Computational linguistics is a research field which investigates computational mechanisms of language comprehension and production, realizing them as computer programs. Researchers in this field have been working on formal descriptions of lexical, syntactic, semantic, and pragmatic knowledge, and algorithms for parsing and generation, which utilize these descriptions as rules for governing the computational process and heuristics for assigning preference among them. In traditional approaches, these rules and heuristics were designed by expert linguists and computational linguists, but in more recent approaches, they are automatically acquired from large language resources such as text/speech corpora and electronic dictionaries and thesauri. In the following sections, we describe language resources for Japanese computational linguistics, tools for retrieving and processing information in them, and how they are used in computational linguistic studies and can be used in psycholinguistic studies.

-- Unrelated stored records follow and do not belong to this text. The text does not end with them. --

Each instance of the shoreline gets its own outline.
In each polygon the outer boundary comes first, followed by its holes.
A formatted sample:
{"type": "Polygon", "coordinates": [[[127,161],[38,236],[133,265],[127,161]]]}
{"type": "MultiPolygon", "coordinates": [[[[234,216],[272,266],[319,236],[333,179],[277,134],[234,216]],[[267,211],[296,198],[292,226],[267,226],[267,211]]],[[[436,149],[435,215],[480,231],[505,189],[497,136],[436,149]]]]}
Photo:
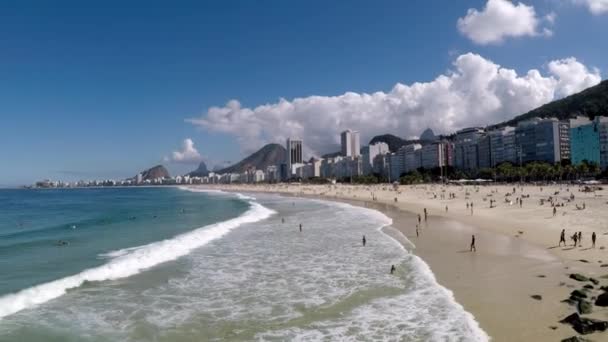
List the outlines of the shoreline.
{"type": "MultiPolygon", "coordinates": [[[[334,186],[334,191],[327,191],[327,186],[294,185],[195,187],[337,201],[384,213],[393,220],[392,227],[416,246],[413,250],[411,246],[404,247],[429,265],[437,281],[453,292],[456,301],[475,316],[493,341],[560,341],[578,335],[569,325],[559,323],[576,311],[561,301],[582,286],[567,275],[580,272],[597,276],[601,272],[598,264],[565,258],[562,251],[555,253],[555,248],[540,246],[529,237],[532,234],[515,237],[505,232],[504,227],[488,226],[485,215],[479,220],[477,216],[473,216],[474,220],[463,219],[458,215],[462,213],[441,212],[437,205],[428,206],[431,208],[428,221],[422,221],[417,238],[416,213],[427,203],[401,201],[404,196],[400,194],[398,202],[391,203],[387,199],[392,197],[387,196],[395,193],[388,190],[389,186],[372,190],[368,199],[364,193],[369,193],[370,187],[366,186],[334,186]],[[372,196],[376,200],[372,200],[372,196]],[[472,234],[477,237],[479,251],[476,253],[468,251],[472,234]],[[542,299],[532,298],[535,295],[542,299]]],[[[596,307],[589,316],[606,320],[608,311],[596,307]]],[[[587,336],[601,339],[605,334],[587,336]]]]}

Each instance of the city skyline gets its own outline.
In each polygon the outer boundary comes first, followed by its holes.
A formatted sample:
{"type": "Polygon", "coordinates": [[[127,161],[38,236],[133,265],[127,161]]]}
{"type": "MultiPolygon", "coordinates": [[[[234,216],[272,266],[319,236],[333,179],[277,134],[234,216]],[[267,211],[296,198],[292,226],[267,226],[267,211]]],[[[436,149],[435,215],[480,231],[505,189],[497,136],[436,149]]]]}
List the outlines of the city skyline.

Text/speech corpora are the most important resources in computational linguistics. It can be said that the progress of research on a particular language depends heavily on how many good corpora are available in that language. Japan has fallen behind the US and European countries in corpus development and maintenance. Before 1990s, researchers at individual institutes developed small-scale corpora, and no leading organization like the LDC (Linguistics Data Consortium) in the US was formed. We had to wait until the mid 1990s before large-scale Japanese corpora became available.
Table summarizes major text/speech corpora of Japanese which are currently, or will be in the near future, available. They are extensively used in computational linguistic studies of Japanese such as development and tuning of automatic morphological analyzers, syntactic parsers, information retrieval, text summarization, and dialog systems.